Фактически наука может утерять специфическое жизненное значение, которое Гуссерль хотел восстановить за счет реанимации понятия чистой теории. Я выделяю в его критике три момента. Она, во-первых. направлена против объективизма в науке. Последний предоставляет мир предметно как универсум фактов, охваченный закономерными взаимосвязями. На самом деле знание о наблюдаемом объективном мире фактов трансцендентально обосновывается в донаучном жизненном мире. Возможные предметы научного анализа предварительно конституируются самосознанием этого первичного мира. В его наслоениях выражается феноменология деятельности чувственной субъективности. Во-вторых, Гуссерль смог показать, что хотя эта действующая субъективность исчезает под покровом объективистского самопонимания, наука не может освободиться от интересов жизненного мира достаточно радикально. Только феноменология разрушает наивно-натуралистическую установку в пользу строго созерцательной позиции и окончательно освобождает познание от интересов. В-третьих, Гуссерль приравнивает трансцендентальную саморефлексию, которую он именует феноменологическим описанием, к чистой теории, то есть, к теории в традиционном смысле. Теоретическая установка дает возможность философу освободиться из-под опеки жизненных интересов. Теория в этом отношении “непрактична”. Он она не отгораживается от жизни. Именно благодаря воздержанию от проявления непосредственных интересов, теория следуя ее традиционному определению, может быть использована для деятельно-ориентированного просвещения. Теоретическая установка, если она проводится серьезно, снова приводит к соприкосновению с практическим: это осуществляется в форме новой практики, которая благодаря универсальному научному разуму человечества, возвышающему нормы истинности во всех ее формах, превращающему их в основу нового человечества, способна к радикальной самоответственности на основе абсолютного теоретического понимания.

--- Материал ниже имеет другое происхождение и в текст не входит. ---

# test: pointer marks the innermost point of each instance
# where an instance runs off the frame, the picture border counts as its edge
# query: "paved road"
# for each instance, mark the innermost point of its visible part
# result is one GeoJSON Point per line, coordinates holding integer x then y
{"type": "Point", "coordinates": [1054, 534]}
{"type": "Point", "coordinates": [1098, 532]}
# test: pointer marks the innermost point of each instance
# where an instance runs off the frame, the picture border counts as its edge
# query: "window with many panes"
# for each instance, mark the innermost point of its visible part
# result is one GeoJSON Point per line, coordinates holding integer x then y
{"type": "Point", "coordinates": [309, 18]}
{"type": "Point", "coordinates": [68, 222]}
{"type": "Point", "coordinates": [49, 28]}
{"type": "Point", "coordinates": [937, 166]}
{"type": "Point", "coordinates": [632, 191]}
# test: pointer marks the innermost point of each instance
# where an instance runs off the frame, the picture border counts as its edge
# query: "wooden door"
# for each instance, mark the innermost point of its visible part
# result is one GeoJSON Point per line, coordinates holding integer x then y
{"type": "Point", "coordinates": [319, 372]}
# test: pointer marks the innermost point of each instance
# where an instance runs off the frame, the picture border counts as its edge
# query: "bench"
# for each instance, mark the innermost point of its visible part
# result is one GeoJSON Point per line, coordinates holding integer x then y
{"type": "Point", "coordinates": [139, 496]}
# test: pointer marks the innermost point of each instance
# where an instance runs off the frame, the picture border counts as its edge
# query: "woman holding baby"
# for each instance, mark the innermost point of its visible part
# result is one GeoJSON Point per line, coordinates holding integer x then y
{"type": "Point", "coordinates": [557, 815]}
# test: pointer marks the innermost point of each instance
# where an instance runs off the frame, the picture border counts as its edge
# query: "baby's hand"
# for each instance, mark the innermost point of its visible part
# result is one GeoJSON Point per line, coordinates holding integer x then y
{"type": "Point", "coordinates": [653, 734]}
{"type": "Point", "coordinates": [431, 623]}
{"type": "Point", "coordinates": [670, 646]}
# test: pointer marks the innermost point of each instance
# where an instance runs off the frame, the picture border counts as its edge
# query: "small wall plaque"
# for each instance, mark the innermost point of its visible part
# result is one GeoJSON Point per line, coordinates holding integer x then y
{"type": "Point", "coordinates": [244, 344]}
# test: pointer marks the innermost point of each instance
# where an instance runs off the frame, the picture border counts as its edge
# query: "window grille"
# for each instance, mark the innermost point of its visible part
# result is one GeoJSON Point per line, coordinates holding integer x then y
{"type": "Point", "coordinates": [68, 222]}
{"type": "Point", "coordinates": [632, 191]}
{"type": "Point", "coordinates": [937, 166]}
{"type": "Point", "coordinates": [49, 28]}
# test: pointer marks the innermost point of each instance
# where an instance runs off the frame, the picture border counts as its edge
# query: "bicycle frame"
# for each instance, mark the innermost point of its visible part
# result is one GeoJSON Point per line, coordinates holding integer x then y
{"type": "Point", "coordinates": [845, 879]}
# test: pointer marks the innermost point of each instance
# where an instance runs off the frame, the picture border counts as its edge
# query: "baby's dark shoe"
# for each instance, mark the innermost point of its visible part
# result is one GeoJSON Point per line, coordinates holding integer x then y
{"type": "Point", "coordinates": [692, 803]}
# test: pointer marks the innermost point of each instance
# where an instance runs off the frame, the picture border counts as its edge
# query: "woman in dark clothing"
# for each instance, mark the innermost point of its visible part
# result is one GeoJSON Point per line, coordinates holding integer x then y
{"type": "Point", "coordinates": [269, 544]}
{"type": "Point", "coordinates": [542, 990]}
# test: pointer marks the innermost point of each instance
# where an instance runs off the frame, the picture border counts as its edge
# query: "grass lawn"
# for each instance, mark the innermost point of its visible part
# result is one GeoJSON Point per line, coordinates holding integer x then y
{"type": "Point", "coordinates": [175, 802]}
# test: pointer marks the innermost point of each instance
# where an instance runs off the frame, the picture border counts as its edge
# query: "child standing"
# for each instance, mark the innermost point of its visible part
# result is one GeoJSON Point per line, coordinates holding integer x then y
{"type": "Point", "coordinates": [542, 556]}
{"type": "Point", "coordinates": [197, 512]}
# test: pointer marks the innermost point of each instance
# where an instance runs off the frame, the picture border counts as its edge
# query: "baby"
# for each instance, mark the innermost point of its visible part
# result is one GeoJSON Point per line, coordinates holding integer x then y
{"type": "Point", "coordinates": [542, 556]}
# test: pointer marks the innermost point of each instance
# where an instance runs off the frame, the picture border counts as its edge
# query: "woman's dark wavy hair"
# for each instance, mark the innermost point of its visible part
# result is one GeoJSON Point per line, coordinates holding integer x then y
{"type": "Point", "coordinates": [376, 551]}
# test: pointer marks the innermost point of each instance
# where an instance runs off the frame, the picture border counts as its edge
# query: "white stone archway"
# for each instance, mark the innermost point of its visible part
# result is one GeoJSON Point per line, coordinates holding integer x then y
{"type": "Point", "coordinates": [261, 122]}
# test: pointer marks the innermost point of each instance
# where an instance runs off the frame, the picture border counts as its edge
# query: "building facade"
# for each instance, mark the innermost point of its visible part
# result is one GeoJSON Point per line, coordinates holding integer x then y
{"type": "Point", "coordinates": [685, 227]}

Тот, кто способен осовременить ситуацию 30-х годов с точки зрения угрозы надвигающегося варварства, не может не оценить с уважением терапевтическую силу феноменологического описания; но его невозможно обосновать. Феноменология описывает нормы, согласно которым необходимо работает трансцендентальное сознание; она выявляет, выражаясь по-кантовски, законы чистого разума, а не нормы всеобщего законодательства практического разума, которые определяют чистую волю. Почему же Гуссерль полагал возможным поднять притязания феноменологии как чистой теории на практическую значимость? Он стал жертвой заблуждения, проглядев взаимосвязь позитивизма, который по праву критиковал, и онтологии, у которой бессознательно заимствовал традиционное понимание теории.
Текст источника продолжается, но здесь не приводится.